By MORGAN ADDERLEY
Tribune Staff Reporter
THERE are renewed calls for conch protection measures from environmentalists, including banning the exportation of conch meat and ramping up efforts to tackle the “scourge” of poaching.
Bahamas National Trust (BNT) Director Eric Carey and Bahamas Reef Environment Educational Foundation (BREEF) Executive Director Casuarina McKinney-Lambert both spoke to The Tribune yesterday about conch conservation following a recent statement by Agriculture and Marine Resources Minister Michael Pintard on preserving marine resources.
On Sunday, Mr Pintard announced plans to reduce conch exports and dramatically increase enforcement with an additional 26 fisheries officers.
While Mr Carey applauded Mr Pintard for these and other measures, he also made additional recommendations for further conservation.
“We’re pleased that the minster is supporting the recommendations … put forward by the (BNT) and its partners,” Mr Carey said yesterday. “We would have liked to have seen the exports cut out immediately —it closes the door and you have an immediate conservation action.
“But … we’re prepared to work with the minister. And the other measures that he talked about, inclusive of landing conch in the shell is also very important, because that’s really the only way that you can determine its maturity.
“And we hope the minister will move forward with the other recommendations that we have made, which includes increasing the lip thickness…to about 15 millimetres so that we know that we’re harvesting sexually mature conch.
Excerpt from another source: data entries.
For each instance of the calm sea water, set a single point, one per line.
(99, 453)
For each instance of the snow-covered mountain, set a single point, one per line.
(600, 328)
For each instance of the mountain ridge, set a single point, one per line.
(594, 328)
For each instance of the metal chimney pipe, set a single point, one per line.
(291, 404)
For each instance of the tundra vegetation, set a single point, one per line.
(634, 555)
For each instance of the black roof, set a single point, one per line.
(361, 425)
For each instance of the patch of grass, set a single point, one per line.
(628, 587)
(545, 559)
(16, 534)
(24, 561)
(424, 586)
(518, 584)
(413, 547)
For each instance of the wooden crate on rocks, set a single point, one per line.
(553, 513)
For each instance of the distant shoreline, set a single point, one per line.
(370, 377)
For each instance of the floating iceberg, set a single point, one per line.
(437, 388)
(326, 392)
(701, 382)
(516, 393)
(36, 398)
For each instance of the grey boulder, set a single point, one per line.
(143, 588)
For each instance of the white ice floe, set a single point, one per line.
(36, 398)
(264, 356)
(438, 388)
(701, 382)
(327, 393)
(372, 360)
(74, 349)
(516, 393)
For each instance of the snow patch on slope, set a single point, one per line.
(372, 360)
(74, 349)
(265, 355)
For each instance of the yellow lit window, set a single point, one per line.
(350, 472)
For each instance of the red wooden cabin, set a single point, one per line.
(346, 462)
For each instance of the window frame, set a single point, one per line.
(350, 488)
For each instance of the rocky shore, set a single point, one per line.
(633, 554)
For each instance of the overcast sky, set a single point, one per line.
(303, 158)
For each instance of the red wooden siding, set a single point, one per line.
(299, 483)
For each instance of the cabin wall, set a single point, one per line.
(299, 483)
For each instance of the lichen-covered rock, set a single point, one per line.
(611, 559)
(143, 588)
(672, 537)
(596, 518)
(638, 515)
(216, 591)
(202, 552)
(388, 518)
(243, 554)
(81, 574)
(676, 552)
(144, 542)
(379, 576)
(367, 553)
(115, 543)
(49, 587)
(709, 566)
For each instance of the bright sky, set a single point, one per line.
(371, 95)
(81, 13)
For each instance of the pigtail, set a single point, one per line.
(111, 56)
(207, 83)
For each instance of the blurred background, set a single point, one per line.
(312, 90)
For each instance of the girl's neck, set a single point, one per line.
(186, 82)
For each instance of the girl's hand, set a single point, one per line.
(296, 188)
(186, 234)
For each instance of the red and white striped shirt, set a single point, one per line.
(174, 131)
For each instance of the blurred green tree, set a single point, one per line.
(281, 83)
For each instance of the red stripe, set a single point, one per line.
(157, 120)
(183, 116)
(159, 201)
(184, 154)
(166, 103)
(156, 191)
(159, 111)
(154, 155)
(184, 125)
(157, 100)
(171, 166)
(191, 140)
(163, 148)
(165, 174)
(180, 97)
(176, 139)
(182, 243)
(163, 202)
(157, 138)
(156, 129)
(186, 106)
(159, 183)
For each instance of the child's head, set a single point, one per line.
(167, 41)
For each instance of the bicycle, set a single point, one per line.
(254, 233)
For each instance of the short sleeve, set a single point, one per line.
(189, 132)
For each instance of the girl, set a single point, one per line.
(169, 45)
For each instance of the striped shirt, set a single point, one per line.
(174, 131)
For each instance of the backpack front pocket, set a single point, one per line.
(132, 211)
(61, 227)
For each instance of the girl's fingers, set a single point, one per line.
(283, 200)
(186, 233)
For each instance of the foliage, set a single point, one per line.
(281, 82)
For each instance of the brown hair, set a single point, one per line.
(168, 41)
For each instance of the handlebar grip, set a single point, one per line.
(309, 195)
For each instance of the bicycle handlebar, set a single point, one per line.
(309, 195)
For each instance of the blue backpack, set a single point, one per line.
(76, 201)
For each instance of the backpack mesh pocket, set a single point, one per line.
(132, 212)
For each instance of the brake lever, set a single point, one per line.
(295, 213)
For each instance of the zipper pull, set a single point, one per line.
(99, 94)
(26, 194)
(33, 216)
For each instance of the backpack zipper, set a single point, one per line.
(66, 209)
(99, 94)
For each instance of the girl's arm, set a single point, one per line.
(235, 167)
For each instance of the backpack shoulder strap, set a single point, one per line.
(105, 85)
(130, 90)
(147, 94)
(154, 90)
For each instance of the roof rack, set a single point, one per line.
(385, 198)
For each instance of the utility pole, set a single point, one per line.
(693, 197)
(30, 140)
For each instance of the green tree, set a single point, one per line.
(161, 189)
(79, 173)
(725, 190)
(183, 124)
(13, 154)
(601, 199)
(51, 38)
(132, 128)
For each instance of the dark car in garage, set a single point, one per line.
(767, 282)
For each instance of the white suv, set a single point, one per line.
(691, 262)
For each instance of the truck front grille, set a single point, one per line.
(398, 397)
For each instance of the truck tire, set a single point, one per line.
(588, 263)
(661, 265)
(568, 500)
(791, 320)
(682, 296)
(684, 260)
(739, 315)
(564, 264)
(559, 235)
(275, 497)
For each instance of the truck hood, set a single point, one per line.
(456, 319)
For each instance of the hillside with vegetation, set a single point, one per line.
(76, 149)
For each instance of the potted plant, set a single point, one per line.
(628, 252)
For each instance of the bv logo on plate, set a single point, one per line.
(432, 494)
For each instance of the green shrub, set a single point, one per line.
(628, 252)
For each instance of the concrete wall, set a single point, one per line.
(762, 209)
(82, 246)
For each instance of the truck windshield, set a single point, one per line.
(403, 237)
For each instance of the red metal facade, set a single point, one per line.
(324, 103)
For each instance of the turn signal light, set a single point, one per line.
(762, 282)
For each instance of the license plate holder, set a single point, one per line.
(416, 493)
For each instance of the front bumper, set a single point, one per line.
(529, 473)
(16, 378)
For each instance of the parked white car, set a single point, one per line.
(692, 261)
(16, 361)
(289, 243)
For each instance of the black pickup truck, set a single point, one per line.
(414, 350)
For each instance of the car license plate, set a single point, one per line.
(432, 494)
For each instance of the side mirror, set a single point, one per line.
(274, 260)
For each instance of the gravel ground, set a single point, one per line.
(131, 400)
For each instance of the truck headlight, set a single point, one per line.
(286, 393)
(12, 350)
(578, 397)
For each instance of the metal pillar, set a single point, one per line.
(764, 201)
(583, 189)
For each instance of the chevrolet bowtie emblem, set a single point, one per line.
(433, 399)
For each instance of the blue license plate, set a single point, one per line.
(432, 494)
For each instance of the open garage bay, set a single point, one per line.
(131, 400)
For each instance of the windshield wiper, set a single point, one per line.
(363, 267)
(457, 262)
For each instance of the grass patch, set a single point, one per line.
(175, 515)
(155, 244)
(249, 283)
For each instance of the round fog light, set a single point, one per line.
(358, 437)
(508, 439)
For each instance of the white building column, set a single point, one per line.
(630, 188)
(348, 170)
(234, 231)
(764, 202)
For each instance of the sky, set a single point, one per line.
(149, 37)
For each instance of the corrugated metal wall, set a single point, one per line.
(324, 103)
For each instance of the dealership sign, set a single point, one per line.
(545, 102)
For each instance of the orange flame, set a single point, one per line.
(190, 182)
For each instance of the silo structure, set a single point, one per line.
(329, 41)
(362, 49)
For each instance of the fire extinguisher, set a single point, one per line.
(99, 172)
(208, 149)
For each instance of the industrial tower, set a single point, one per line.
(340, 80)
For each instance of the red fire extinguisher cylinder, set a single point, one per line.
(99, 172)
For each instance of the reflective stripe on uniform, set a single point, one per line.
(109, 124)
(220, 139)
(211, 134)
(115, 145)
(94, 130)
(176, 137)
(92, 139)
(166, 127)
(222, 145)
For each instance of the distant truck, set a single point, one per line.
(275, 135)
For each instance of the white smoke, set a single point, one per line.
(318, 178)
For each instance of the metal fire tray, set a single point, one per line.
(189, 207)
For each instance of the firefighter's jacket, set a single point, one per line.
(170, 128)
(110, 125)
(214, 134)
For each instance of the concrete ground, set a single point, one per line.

Also that we would make it illegal for conch to be harvested by compressors.”
Mr Carey also “applauded” Mr Pintard’s comments on poaching by both Dominicans and Americans.
“Because that’s the scourge,” he continued. “Bahamian fishermen always lament that the conservation groups are targeting them. We’re not necessarily targeting them, we’re targeting all aspects.
“We want the government to continue and step up efforts to bring poaching to an end or certainly get it very much reduced because it doesn’t really matter if we create protected areas or if we put in place other fisheries management initiatives if we do not control the poaching it’s going to be all for naught, it’s not going to be effective.”
On Monday, Mrs McKinney-Lambert reiterated that BREEF is against exporting conch meat and highlighted the value of conch shells.
“In order to protect the livelihoods of Bahamian fishers, fish vendors and support local restaurants, BREEF does not believe that we should be exporting any conch meat from the Bahamas,” she said.
“We would be better served by adding value to the conch that are harvested by encouraging visitors to come to The Bahamas, stay in a Bahamian hotel, take a Bahamian taxi to a Bahamian restaurant. Especially given that conch populations have declined to the point that they are an endangered species, we need to recognise the value that we derive from keeping our conch in The Bahamas.
“We also need to think more carefully about the value of conch shells and how they can provide alternative sources of income for jewellery, bowls, and art made locally. Shells have traditionally been discarded, but they are valuable as finished products and shouldn’t be wasted.
“Because adult conch populations have dropped in many areas to such low numbers that they are unable to reproduce, it is also essential that we designate and properly enforce areas of the sea that can be replenishment zones where conch are abundant and can reproduce to replenish fishing grounds. The Exuma Cays Land and Sea Park and the South Berry Islands Marine Reserve are two such replenishment zones that are so important for the future of our conch fishery.”
These remarks came in the wake of the arrest of five Bahamians and three other men over the weekend after they were found fishing in a protected marine preserve in the Berry Islands with scores of conch on board their vessels.
The Royal Bahamas Defence Force apprehended the men on two separate vessels around 10.30am Friday in the area of Whale Cay in the Berry Islands.
They were responding to reports of illegal fishing activity.
Marines discovered a 19-foot skiff with three men onboard, and approximately 50 conch and other fishery products. The second vessel was found in the same area, a 46-foot fishing vessel named “Lady Yvonna,” with five Bahamians and approximately 500 conch onboard.
In his statement on Sunday, Mr Pintard noted while poachers – and to a lesser extent some American sports fishers and leisure cruisers – have wreaked havoc on marine resources, Bahamian fishermen have also contributed to threatening stocks by capturing undersized conch and cracking conch on the sea bed.
“We are also actively engaged in stakeholder discussions about the possibility of requiring fishers to make preparation in future to land conch in the shell,” he said. “This appears to be the only way of measuring lip thickness which is an indicator of the maturity of the conch.”
Mr Pintard also said his ministry has decided to “marginally reduce” quotas for conch export this year, adding exports will be “more dramatically reduced” in 2020 and 2021.
In January, it was reported that researchers believe the local conch supply could be wiped out in 10 to 15 years.
The Chicago-based Shedd Aquarium group found from its research on more than 3,000 conchs at 42 survey sites throughout the Bahamas between 2009 and 2017, that not only are the numbers of adult conch decreasing, but the densities of legal-to-harvest queen conch are now far below the established minimum threshold for reproductive success, except in the most remote areas.